Using a similar method as our subduction zone analysis, we developed a workflow to sample oceanic crust composition along subduction zones. We wanted to observe the composition of the upper oceanic crust as it subducts. From our previous analysis we are able to resolve and extract subduction zone geometries from a plate kinematic model at a given time step using our python script ‘resolve_topolgies_v.2.py’. We employed the same method but this time using the Müller et al. (2016) plate model, for which the global palaeo-age grids for oceanic crust from 230 – 0 Ma are freely available online.

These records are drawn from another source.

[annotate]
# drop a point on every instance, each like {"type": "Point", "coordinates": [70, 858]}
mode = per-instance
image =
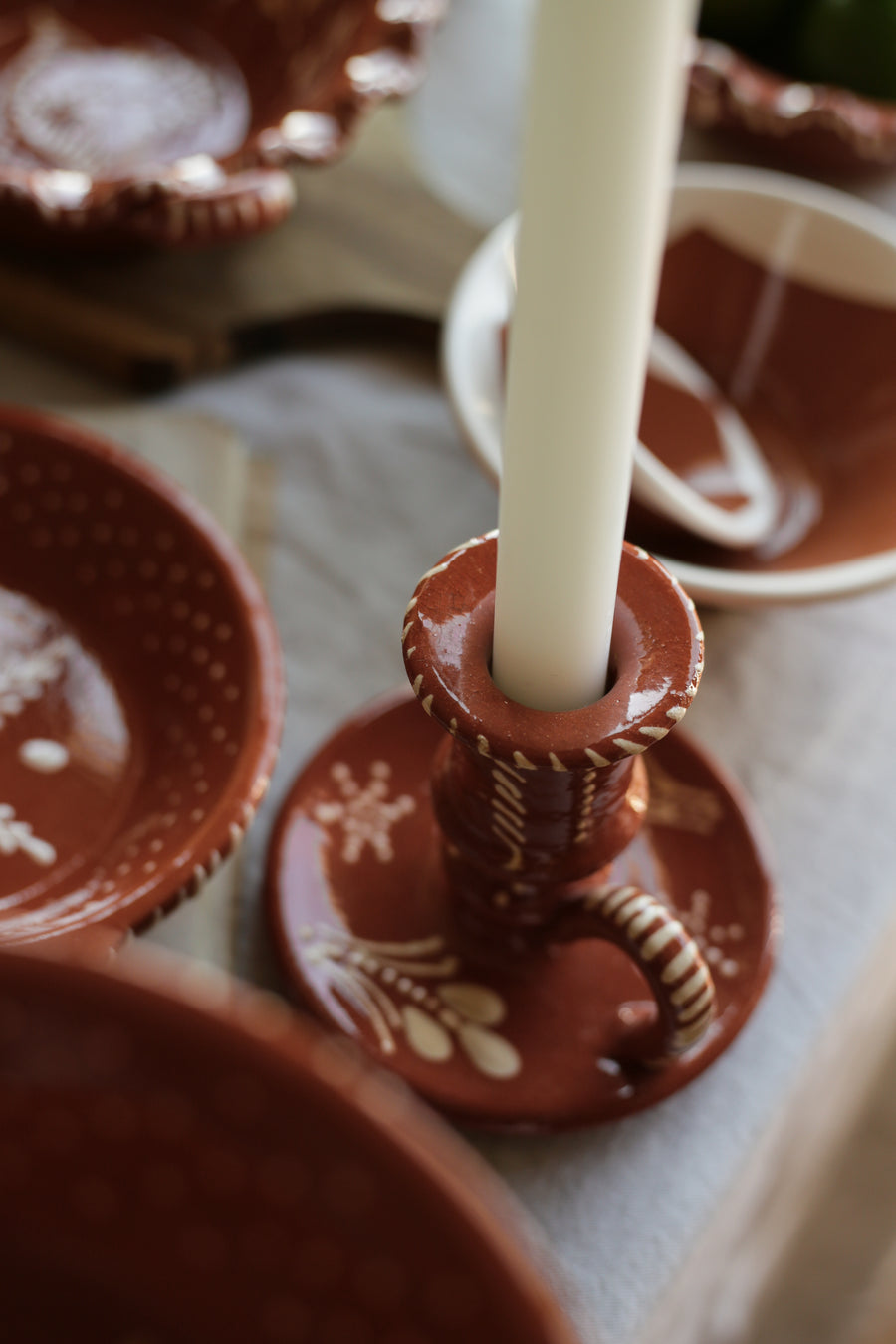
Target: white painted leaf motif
{"type": "Point", "coordinates": [489, 1052]}
{"type": "Point", "coordinates": [426, 1036]}
{"type": "Point", "coordinates": [476, 1003]}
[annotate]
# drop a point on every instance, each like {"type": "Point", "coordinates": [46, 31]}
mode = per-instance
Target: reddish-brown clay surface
{"type": "Point", "coordinates": [172, 122]}
{"type": "Point", "coordinates": [437, 947]}
{"type": "Point", "coordinates": [184, 1163]}
{"type": "Point", "coordinates": [140, 687]}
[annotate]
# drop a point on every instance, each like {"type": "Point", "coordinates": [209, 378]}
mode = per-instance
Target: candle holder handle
{"type": "Point", "coordinates": [519, 910]}
{"type": "Point", "coordinates": [535, 805]}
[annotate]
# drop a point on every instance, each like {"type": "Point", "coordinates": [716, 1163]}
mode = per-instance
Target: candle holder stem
{"type": "Point", "coordinates": [522, 911]}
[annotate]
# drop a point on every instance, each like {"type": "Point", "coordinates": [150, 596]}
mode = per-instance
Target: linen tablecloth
{"type": "Point", "coordinates": [373, 486]}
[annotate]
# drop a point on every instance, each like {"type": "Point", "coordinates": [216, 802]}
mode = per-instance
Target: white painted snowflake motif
{"type": "Point", "coordinates": [714, 940]}
{"type": "Point", "coordinates": [26, 675]}
{"type": "Point", "coordinates": [365, 814]}
{"type": "Point", "coordinates": [18, 837]}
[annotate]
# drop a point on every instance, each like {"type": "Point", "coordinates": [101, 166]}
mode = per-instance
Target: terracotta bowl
{"type": "Point", "coordinates": [173, 122]}
{"type": "Point", "coordinates": [817, 126]}
{"type": "Point", "coordinates": [193, 1164]}
{"type": "Point", "coordinates": [140, 687]}
{"type": "Point", "coordinates": [784, 293]}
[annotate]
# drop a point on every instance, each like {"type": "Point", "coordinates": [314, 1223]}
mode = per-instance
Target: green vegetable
{"type": "Point", "coordinates": [741, 22]}
{"type": "Point", "coordinates": [849, 43]}
{"type": "Point", "coordinates": [761, 29]}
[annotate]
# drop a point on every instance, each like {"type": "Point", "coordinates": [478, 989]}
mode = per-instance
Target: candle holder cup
{"type": "Point", "coordinates": [523, 913]}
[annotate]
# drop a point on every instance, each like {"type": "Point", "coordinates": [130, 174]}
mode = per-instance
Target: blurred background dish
{"type": "Point", "coordinates": [173, 122]}
{"type": "Point", "coordinates": [810, 80]}
{"type": "Point", "coordinates": [746, 504]}
{"type": "Point", "coordinates": [784, 295]}
{"type": "Point", "coordinates": [180, 1160]}
{"type": "Point", "coordinates": [140, 688]}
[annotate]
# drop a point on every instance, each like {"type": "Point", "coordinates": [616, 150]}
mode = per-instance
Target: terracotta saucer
{"type": "Point", "coordinates": [140, 687]}
{"type": "Point", "coordinates": [184, 1162]}
{"type": "Point", "coordinates": [361, 921]}
{"type": "Point", "coordinates": [784, 293]}
{"type": "Point", "coordinates": [173, 123]}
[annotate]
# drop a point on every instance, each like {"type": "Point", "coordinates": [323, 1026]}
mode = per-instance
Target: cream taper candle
{"type": "Point", "coordinates": [602, 127]}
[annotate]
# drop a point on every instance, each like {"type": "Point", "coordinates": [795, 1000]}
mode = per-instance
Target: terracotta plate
{"type": "Point", "coordinates": [811, 125]}
{"type": "Point", "coordinates": [180, 1163]}
{"type": "Point", "coordinates": [364, 929]}
{"type": "Point", "coordinates": [173, 123]}
{"type": "Point", "coordinates": [784, 295]}
{"type": "Point", "coordinates": [140, 687]}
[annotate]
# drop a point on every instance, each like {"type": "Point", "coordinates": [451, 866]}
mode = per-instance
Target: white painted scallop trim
{"type": "Point", "coordinates": [650, 932]}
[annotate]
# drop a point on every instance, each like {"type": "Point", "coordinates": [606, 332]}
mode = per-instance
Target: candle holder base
{"type": "Point", "coordinates": [542, 1039]}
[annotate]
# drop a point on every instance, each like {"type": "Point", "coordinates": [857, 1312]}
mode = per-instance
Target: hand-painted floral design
{"type": "Point", "coordinates": [365, 814]}
{"type": "Point", "coordinates": [410, 990]}
{"type": "Point", "coordinates": [26, 674]}
{"type": "Point", "coordinates": [18, 837]}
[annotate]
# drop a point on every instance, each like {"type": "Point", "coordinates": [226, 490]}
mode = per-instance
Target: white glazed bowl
{"type": "Point", "coordinates": [790, 308]}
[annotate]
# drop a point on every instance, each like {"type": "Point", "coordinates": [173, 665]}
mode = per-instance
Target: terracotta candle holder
{"type": "Point", "coordinates": [519, 911]}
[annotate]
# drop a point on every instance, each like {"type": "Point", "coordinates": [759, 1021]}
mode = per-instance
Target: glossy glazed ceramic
{"type": "Point", "coordinates": [784, 293]}
{"type": "Point", "coordinates": [504, 905]}
{"type": "Point", "coordinates": [173, 123]}
{"type": "Point", "coordinates": [183, 1162]}
{"type": "Point", "coordinates": [811, 125]}
{"type": "Point", "coordinates": [140, 687]}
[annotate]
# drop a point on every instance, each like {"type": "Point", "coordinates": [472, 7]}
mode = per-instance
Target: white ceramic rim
{"type": "Point", "coordinates": [473, 376]}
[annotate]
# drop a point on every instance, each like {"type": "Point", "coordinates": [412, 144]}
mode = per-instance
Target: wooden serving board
{"type": "Point", "coordinates": [152, 319]}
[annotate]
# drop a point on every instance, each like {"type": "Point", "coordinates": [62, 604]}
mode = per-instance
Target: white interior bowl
{"type": "Point", "coordinates": [781, 293]}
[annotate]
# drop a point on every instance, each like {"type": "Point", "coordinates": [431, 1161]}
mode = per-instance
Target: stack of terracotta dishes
{"type": "Point", "coordinates": [175, 123]}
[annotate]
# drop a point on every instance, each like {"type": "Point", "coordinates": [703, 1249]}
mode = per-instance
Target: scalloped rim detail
{"type": "Point", "coordinates": [391, 69]}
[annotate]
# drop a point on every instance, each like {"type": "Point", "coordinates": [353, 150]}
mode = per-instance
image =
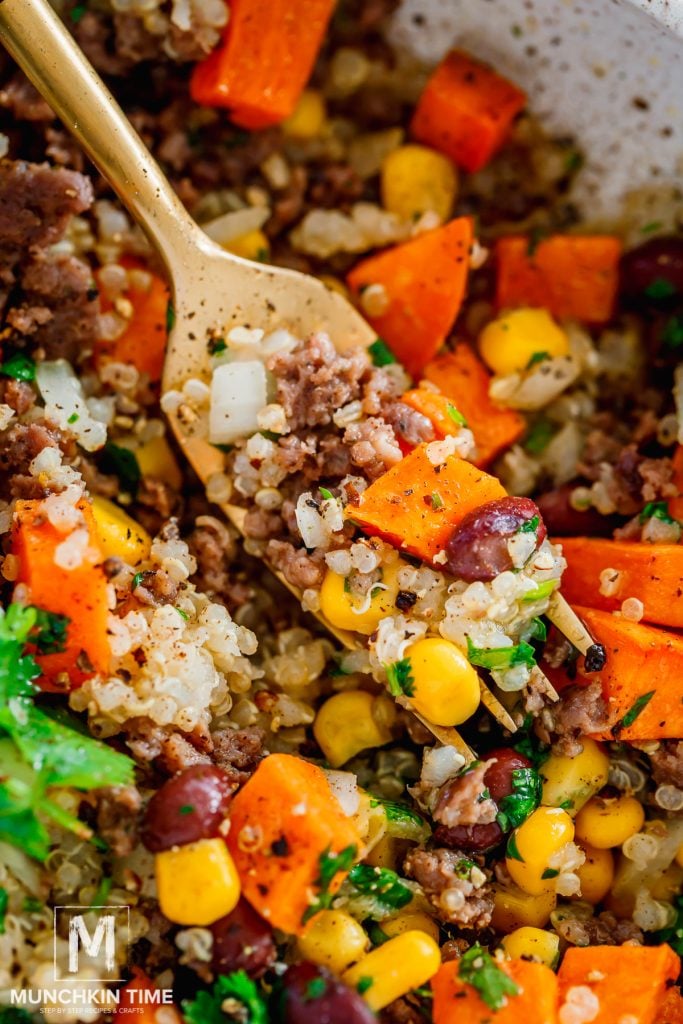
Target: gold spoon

Employing our subduction zones and oceanic crust grid files, we sampled along the subduction zone geometries using the GMT tool grdtrack. At 10 km intervals along the subduction zone geometry, very short cross profiles are created ( ~2 km in length) where the profiles sample values from the intersecting node of the grid file. The cross profile outputs have 3 sampled values per profile. The three intervals are spaced 1km distances apart eg (1 km, 0 km and -1 km).
We created an awk script to obtain the middle value at 0 km of each cross profile and append this value to a dat file. This is because we are interested in observing the crust’s composition and sediment thickness as it removes carbon from the exogenic system through subduction.
The resultant dat file containing results is a compilation of grid values sampled along all subduction zones at 10 km intervals, as well as summary statistics such as the mean, median, standard deviation, maximum values, minimum values and sample count. These steps are repeated for each time step and for each of our grid types. Our grid types include crust age grid, seafloor sediment thickness grid and CO2 concentration in the upper crust.
Please note that our workflow is not restricted to the grid files that we used. There is potential to use this analysis with other grids, depicting alternative upper oceanic crust properties.